Pakistan closed the supply lines last November after a NATO airstrike killed 24 Pakistani soldiers. Before closing down the routes, Pakistan had demanded an apology for the drone strikes and said that NATO drone strike in the country violated its sovereignty and international rules. However, the US declined to oblige Pakistan's demand for an apology and insisted that it should cooperate in the war against terrorism.
The blockade has forced NATO to depend on longer and expensive routes through Russia and Central Asia for its shipments of war supplies. The supply lines are crucial for NATO as it planned the withdrawal of the combat troops from Afghanistan by the end of 2014.
Pakistani President Asif Ali Zardari was invited in the last minute to a NATO meeting held in Chicago May 20 and 21 to discuss the issue.
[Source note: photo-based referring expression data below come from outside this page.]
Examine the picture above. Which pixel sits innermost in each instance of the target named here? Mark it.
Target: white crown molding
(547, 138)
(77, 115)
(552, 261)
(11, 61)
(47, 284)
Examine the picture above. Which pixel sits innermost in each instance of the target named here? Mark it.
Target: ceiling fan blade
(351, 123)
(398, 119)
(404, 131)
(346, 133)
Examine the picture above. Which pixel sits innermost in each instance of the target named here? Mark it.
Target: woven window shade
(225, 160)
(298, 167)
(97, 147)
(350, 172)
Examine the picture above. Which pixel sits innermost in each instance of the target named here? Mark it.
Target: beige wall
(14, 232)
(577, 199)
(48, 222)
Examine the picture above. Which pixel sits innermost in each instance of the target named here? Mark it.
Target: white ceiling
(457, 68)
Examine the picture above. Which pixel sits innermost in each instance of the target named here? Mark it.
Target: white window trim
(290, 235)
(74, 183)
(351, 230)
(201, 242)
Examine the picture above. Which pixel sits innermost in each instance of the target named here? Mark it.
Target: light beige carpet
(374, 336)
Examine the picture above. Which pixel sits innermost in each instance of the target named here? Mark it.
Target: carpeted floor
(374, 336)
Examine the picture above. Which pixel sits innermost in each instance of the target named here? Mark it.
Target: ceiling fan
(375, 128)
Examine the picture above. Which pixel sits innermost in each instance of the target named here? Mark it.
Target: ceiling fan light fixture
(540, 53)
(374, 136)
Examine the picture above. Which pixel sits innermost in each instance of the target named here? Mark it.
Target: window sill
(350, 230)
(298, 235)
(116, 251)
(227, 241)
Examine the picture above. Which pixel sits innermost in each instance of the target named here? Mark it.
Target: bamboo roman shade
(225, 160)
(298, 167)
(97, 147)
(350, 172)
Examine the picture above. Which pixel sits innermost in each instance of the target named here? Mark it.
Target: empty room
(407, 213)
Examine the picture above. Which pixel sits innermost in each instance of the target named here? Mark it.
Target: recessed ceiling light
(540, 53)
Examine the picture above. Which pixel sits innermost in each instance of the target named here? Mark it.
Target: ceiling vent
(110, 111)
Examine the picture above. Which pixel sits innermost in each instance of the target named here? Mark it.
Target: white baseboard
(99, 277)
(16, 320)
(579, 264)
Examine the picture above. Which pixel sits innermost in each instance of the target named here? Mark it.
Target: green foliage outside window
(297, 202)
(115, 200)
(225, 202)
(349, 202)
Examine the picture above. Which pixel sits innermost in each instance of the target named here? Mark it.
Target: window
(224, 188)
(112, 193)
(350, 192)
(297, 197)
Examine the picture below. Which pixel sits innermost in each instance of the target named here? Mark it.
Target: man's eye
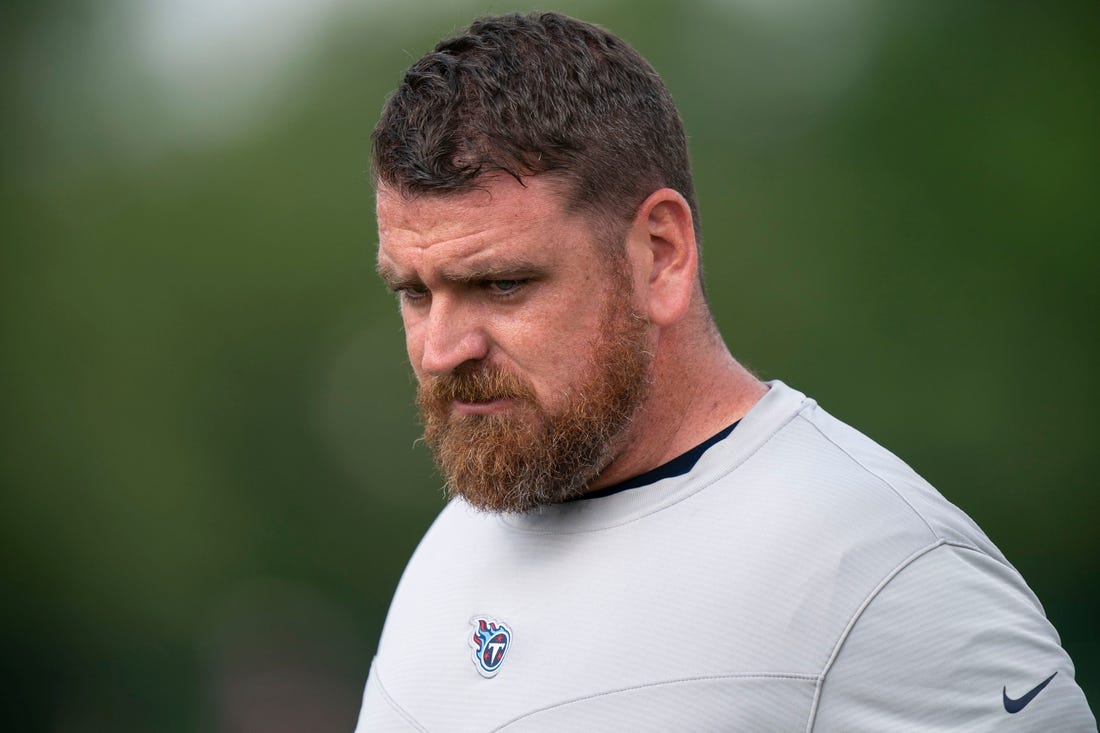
(505, 286)
(413, 292)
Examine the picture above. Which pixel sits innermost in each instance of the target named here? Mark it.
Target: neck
(697, 390)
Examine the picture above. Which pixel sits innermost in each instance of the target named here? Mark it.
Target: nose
(451, 337)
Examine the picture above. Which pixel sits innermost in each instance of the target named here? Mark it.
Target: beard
(531, 456)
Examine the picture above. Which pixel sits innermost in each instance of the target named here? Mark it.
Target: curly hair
(535, 94)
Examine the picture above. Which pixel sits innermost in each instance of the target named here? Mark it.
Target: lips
(483, 407)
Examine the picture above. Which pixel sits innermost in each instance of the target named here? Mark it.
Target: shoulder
(954, 641)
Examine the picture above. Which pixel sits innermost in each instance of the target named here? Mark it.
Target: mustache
(484, 384)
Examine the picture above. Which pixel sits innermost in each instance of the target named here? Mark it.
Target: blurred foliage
(210, 480)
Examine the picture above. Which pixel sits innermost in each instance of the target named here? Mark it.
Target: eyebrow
(499, 269)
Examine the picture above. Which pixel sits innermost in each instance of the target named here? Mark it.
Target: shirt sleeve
(955, 641)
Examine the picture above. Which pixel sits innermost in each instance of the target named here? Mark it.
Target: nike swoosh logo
(1018, 704)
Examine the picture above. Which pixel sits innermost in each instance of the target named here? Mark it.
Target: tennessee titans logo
(490, 642)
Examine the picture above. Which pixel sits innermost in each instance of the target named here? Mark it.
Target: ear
(661, 247)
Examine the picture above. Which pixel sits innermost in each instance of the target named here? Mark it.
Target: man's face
(519, 327)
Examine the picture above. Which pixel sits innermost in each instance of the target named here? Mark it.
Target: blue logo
(490, 642)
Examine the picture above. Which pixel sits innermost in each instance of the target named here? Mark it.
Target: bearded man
(642, 536)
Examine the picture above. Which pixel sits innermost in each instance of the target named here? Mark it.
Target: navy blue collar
(679, 466)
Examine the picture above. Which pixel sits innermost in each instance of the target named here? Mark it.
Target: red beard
(531, 456)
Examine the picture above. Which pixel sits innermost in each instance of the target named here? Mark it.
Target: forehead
(499, 219)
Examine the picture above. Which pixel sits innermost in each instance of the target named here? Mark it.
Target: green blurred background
(210, 483)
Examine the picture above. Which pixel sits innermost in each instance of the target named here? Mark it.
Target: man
(642, 536)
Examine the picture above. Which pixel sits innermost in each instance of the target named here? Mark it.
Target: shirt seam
(862, 608)
(882, 479)
(393, 703)
(702, 678)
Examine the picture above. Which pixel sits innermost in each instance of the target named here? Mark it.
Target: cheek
(414, 346)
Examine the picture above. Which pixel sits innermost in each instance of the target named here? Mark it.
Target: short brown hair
(532, 94)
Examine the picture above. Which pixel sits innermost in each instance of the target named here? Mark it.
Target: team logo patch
(490, 642)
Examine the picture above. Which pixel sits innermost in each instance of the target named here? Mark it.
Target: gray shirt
(799, 578)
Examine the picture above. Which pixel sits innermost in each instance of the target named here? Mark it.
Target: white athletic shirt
(799, 578)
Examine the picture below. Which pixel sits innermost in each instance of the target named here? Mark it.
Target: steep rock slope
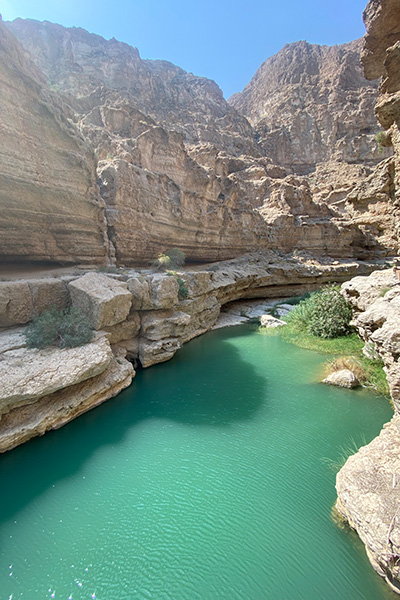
(368, 484)
(45, 215)
(310, 104)
(176, 165)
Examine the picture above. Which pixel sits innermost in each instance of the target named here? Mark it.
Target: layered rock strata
(51, 209)
(139, 318)
(368, 485)
(178, 166)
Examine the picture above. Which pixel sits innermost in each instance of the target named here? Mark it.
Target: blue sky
(225, 40)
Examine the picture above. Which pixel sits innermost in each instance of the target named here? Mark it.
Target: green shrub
(324, 314)
(63, 328)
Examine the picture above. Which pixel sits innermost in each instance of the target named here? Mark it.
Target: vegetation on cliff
(322, 323)
(63, 328)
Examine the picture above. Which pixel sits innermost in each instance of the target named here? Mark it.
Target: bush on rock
(63, 328)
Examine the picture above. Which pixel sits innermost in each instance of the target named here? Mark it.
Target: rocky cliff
(138, 317)
(368, 484)
(51, 208)
(177, 166)
(310, 104)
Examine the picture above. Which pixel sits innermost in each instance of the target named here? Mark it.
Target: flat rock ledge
(368, 488)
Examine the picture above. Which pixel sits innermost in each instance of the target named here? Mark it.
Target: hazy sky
(225, 40)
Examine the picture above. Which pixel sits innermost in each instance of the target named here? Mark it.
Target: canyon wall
(310, 104)
(177, 166)
(139, 318)
(51, 208)
(368, 485)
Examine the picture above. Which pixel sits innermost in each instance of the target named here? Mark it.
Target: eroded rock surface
(178, 166)
(51, 208)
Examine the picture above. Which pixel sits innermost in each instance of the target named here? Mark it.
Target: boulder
(342, 378)
(270, 321)
(139, 287)
(151, 352)
(28, 373)
(164, 291)
(157, 325)
(57, 409)
(105, 300)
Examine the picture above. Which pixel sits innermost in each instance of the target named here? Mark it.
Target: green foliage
(171, 259)
(324, 314)
(63, 328)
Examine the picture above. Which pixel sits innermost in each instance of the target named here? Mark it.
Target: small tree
(324, 314)
(63, 328)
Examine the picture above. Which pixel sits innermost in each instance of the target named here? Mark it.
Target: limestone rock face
(105, 300)
(270, 321)
(343, 378)
(30, 373)
(55, 410)
(368, 488)
(51, 209)
(177, 165)
(381, 58)
(310, 104)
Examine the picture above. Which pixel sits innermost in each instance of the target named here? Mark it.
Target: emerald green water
(207, 479)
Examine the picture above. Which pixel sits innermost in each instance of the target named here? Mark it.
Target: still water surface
(207, 479)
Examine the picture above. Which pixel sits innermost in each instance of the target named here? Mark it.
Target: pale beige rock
(126, 330)
(368, 488)
(139, 287)
(163, 291)
(21, 301)
(57, 409)
(342, 378)
(310, 104)
(158, 325)
(270, 321)
(151, 353)
(28, 374)
(105, 300)
(51, 207)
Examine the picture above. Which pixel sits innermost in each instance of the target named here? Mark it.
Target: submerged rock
(342, 378)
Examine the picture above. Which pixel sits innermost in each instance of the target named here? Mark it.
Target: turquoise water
(207, 479)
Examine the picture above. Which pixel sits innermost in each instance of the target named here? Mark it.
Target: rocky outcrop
(368, 484)
(310, 104)
(368, 488)
(51, 209)
(177, 165)
(343, 378)
(141, 318)
(45, 389)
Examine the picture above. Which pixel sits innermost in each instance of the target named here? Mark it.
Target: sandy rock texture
(51, 208)
(177, 166)
(310, 104)
(143, 321)
(368, 488)
(368, 484)
(45, 389)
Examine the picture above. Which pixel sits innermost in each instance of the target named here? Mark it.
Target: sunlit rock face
(177, 165)
(310, 104)
(51, 208)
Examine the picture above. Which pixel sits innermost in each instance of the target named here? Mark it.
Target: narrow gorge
(108, 160)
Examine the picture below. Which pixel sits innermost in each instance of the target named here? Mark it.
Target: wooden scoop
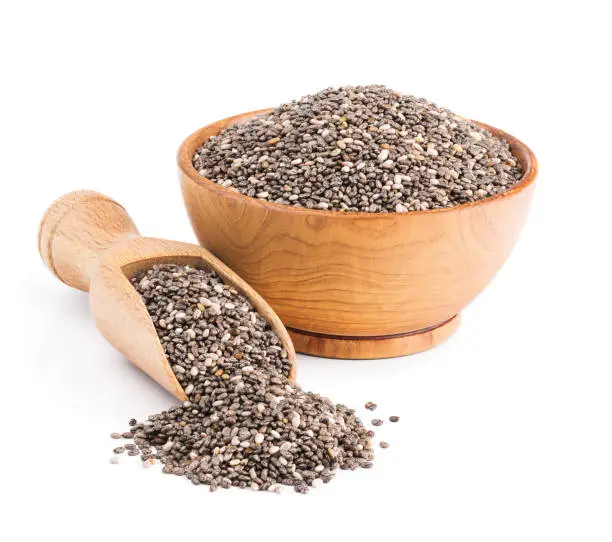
(90, 243)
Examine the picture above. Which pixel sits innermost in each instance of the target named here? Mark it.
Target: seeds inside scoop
(364, 148)
(245, 424)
US President Barack Obama declined to have an official one-on-one meeting with Zardari in the NATO summit as a protest to Pakistan's action. However, he met Zardari on the sidelines of the summit briefly and told him that Pakistan needed to be part of the solution in Afghanistan, Reuters reported.
NATO leaders stressed upon Zardari to reopen the supply routes to the NATO troops while a US Senate panel threatened that it would cut the US aid to Pakistan if it did not reopen the supply routes.
Pakistan's unpopular government, which is facing strong public rebuttal for cooperating with the NATO forces, is finding it difficult to oblige the West. At the same time, the country, which heavily depends on US aid, finds it difficult to humiliate the US on the issue.
The Zardari government has said it is ready to reopen the supply lines but will charge $5000 for each truck that passes through its territory, a fee which the US and the NATO are saying is unreasonably high.
Meanwhile, Zardari is facing pressure in his country. Opposition parties and the hardline Islamic groups have warned the government against bowing down to Western powers.
The attitude of the heads of countries towards President Zardari during NATO summit - irrespective of 40,000 sacrifices rendered by Pakistani soldiers and civilians and $70 billion loss incurred to country's economy during the US waged so-called war on terror - was amounted to disgrace the whole nation, said Imran Khan, chairman Pakistan Tehreek-e-Insaf Party, The Nation reported.
Amid the ongoing crisis, a NATO drone strike Wednesday killed four militants in a Taliban stronghold in Pakistan, media reports said.
The drone fired two missiles on a house in the Tabai area near Miranshah. It is not immediately known if an important target is among those killed, one of the security officials told AFP on condition of anonymity.